## Key size overkill

### Key size overkill

I've been doing some calculations (yes - I know I'm sad).

By my figuring, even if you were able to get hold of 100 Terahertz of
processing power, and each clock cycle was able to try a possibility on PGP
encryption, 128 bits would hold out for over 10^16 years. Is it just me, or
is the 2048 bit key that PGP recommends a bit overkill?

Calculations:
2^128 = 3.423*10^38  -  number of encryption possibilities for 128 bit
encryption

3.423*10^38 / 2 = 1.701*10^38  -  average number of possibilities that would
need to be tested

1.701*10^38 / 100T or 1.701*10^38 / 10^16 = 1.701*10^24  -  number of
seconds required to test this many possibilities, testing at 100 Teraherz

1.701*10^24 / (60 * 60 * 24 * 365) = 5.395*10^16  -  number of years
required to test this many possibilities

### Key size overkill

Quote:> I've been doing some calculations (yes - I know I'm sad).

Dont know about ur calculations, but how can it be overkill.
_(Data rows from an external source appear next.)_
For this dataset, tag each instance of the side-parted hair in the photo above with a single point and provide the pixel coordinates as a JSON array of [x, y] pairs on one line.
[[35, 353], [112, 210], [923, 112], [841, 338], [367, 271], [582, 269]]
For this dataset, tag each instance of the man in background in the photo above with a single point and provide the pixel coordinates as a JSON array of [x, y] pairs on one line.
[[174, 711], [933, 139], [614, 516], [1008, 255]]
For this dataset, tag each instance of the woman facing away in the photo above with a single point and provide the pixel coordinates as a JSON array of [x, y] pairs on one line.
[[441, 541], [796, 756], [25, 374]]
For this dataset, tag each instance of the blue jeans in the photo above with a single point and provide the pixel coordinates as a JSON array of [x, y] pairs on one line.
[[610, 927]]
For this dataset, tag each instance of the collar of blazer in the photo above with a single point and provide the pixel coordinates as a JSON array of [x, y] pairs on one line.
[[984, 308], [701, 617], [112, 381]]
The mo secure the better.

I just CANT fine the disadvantages of large(r) keys?

### Key size overkill

>I've been doing some calculations (yes - I know I'm sad).
>By my figuring, even if you were able to get hold of 100 Terahertz of
>processing power, and each clock cycle was able to try a possibility on PGP
>encryption, 128 bits would hold out for over 10^16 years. Is it just me, or
>is the 2048 bit key that PGP recommends a bit overkill?
>Calculations:
>2^128 = 3.423*10^38  -  number of encryption possibilities for 128 bit
>encryption

Presumably the 128 bits is for symmetric keys, and the 2048 bits is
for public/private keys.  A direct comparison of key sizes is
unreasonable, due to the differences in methodologies and
constraints.

While any random 128 bits can be used as a symmetric key, most 2048
bit strings would not be usable as an rsa key (to take one example).

### Key size overkill

> >I've been doing some calculations (yes - I know I'm sad).
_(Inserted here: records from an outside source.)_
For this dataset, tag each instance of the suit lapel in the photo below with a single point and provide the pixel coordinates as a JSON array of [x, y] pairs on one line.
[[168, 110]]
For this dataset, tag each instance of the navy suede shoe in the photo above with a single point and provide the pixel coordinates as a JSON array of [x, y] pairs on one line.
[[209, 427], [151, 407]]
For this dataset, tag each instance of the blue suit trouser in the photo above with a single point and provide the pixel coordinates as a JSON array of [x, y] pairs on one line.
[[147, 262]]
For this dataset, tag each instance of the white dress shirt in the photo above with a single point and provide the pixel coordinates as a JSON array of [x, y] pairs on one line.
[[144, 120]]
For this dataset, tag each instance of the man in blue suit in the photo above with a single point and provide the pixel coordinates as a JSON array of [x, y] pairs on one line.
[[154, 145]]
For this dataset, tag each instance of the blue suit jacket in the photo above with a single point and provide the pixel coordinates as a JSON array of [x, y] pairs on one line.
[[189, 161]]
> >By my figuring, even if you were able to get hold of 100 Terahertz of
> >processing power, and each clock cycle was able to try a possibility on
PGP
> >encryption, 128 bits would hold out for over 10^16 years. Is it just me,
or
> >is the 2048 bit key that PGP recommends a bit overkill?

> >Calculations:
> >2^128 = 3.423*10^38  -  number of encryption possibilities for 128 bit
> >encryption

> Presumably the 128 bits is for symmetric keys, and the 2048 bits is
> for public/private keys.  A direct comparison of key sizes is
> unreasonable, due to the differences in methodologies and
> constraints.

> While any random 128 bits can be used as a symmetric key, most 2048
> bit strings would not be usable as an rsa key (to take one example).

I figured that there was something in it like this, but I'm not sure what
the difference actually is.

I think I'll go trawling the FAQs again...

### Key size overkill

On Sat, 19 Jul 2003 18:33:12 +0100

> > >I've been doing some calculations (yes - I know I'm sad).

> > >By my figuring, even if you were able to get hold of 100 Terahertz
> > >of processing power, and each clock cycle was able to try a
> > >possibility on
> PGP
> > >encryption, 128 bits would hold out for over 10^16 years. Is it
> > >just me,
> or
> > >is the 2048 bit key that PGP recommends a bit overkill?

> > >Calculations:
> > >2^128 = 3.423*10^38  -  number of encryption possibilities for 128
> > >bit encryption

> > Presumably the 128 bits is for symmetric keys, and the 2048 bits is
> > for public/private keys.  A direct comparison of key sizes is
> > unreasonable, due to the differences in methodologies and
> > constraints.

> > While any random 128 bits can be used as a symmetric key, most 2048
> > bit strings would not be usable as an rsa key (to take one example).

> I figured that there was something in it like this, but I'm not sure
> what the difference actually is.

> I think I'll go trawling the FAQs again...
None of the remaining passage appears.